Continuous professional development of teachers is associated with various models such as seminars, short courses or higher-level degree courses. However, these models may not address teachers of all the schools in a country in an equal manner to address their learners in return unlike in school and cluster-based teacher-development programs. Robinson introduces two types of paradigms for teachers’ professional development: the management paradigm and empowerment paradigm. The SCBTD approach is usually and mostly related to the latter.

Another significant observation in research is that the school has today become the focus of teacher-development for optimizing teacher-learning through restructuring time and meeting structures to create additional opportunities for collegial work within a school day and to address emerging teacher-learning trends by implementation of quality teacher-learning strategies. This needs creating time, teams and role of leadership for highlighting power of collegiality and collective thought in effective school based teacher-learning.

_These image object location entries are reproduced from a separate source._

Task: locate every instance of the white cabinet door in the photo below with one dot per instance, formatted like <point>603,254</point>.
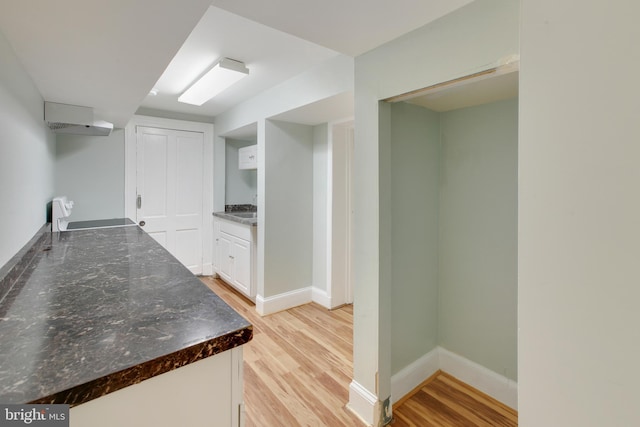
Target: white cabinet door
<point>242,265</point>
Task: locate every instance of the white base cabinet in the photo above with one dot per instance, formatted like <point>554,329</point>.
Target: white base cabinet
<point>204,393</point>
<point>235,255</point>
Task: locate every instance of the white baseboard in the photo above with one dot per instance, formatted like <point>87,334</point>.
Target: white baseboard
<point>321,297</point>
<point>364,404</point>
<point>495,385</point>
<point>414,374</point>
<point>280,302</point>
<point>487,381</point>
<point>207,269</point>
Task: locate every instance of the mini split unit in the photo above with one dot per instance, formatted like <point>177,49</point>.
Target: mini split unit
<point>64,118</point>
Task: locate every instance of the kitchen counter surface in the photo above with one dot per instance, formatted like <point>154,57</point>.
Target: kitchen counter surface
<point>241,217</point>
<point>93,311</point>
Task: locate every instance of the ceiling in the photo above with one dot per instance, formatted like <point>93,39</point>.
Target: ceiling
<point>109,55</point>
<point>471,93</point>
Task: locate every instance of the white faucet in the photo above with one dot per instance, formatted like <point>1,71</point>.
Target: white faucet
<point>60,209</point>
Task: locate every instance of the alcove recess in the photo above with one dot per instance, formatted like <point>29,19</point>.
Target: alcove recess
<point>452,222</point>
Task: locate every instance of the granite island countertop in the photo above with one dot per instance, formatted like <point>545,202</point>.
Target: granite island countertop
<point>93,311</point>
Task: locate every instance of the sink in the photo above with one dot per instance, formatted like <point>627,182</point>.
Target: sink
<point>243,214</point>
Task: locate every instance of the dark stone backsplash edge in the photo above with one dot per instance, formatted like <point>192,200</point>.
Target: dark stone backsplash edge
<point>18,264</point>
<point>138,373</point>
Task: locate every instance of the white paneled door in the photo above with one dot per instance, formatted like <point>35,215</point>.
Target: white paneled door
<point>169,176</point>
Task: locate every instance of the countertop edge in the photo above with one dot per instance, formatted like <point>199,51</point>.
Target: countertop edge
<point>13,269</point>
<point>135,374</point>
<point>245,221</point>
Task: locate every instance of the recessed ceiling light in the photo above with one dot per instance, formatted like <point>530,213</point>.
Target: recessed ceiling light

Actual teacher-learning needs an experiential and experimental approaches to explore new ideas, links previous knowledge with new understanding within broader education reforms, reflects on their classroom practice and collectively shares and discusses educational practices. By linking these processes with student-learning, curriculum reforms can be deeply embedded in daily school life with new classroom structures and as a result, self-managing teacher-learning teams emerge.

The topics on improving students’ learning outcomes, improving how teachers facilitate their learners and expanding the ways they think about their learning-teaching are necessary to be discussed as apprentices and experienced teachers. It has been found out that this is best done in a collaborative situation through common knowledge, common understanding and exploring issues together and so with highly professional insiders and outsiders. This process creates power: collaborative visioning, collective debating and collective sharing of ideas.

Confidence and self-realization in the power of collegiality and collective thought strengthens the spirit of working as a self-managing team without nuts and bolts of administrative issues. This can be done through learning by doing and vice versa with reflective practice on what teachers do, how they do it, how they know about something and the steps taken for desirable changes and so on.

Collegial learning supports teachers to develop new skills of supporting all students, student-problem solving skills and prepares them to be adaptable workers and life-long learners. It is a major challenge today for the teacher to be a specialist through self-directedness and self-directed learning while guiding students to be independent learners through the same. Such an environment becomes a feasible place for teacher-learning as well.

This aspect needs restructuring schools as learning communities allowing teachers to learn together. Senge’s learning organization model shows that when restructuring schools as learning communities, they should deviate from the industrial age-concept of knowledge as fragmented categories and specific subject areas: under learning organization model, within associated learning communities and communities of practice. The SCBTD program encourages teachers to learn together to understand pragmatic reality with reflective practice which leads to new assumptions and generalizations to create new directions of teacher-development and learner-development. This sort of specific social situation, in return, leads to restructure and acculturate the school in such a way fostering benefits for both teachers and learners.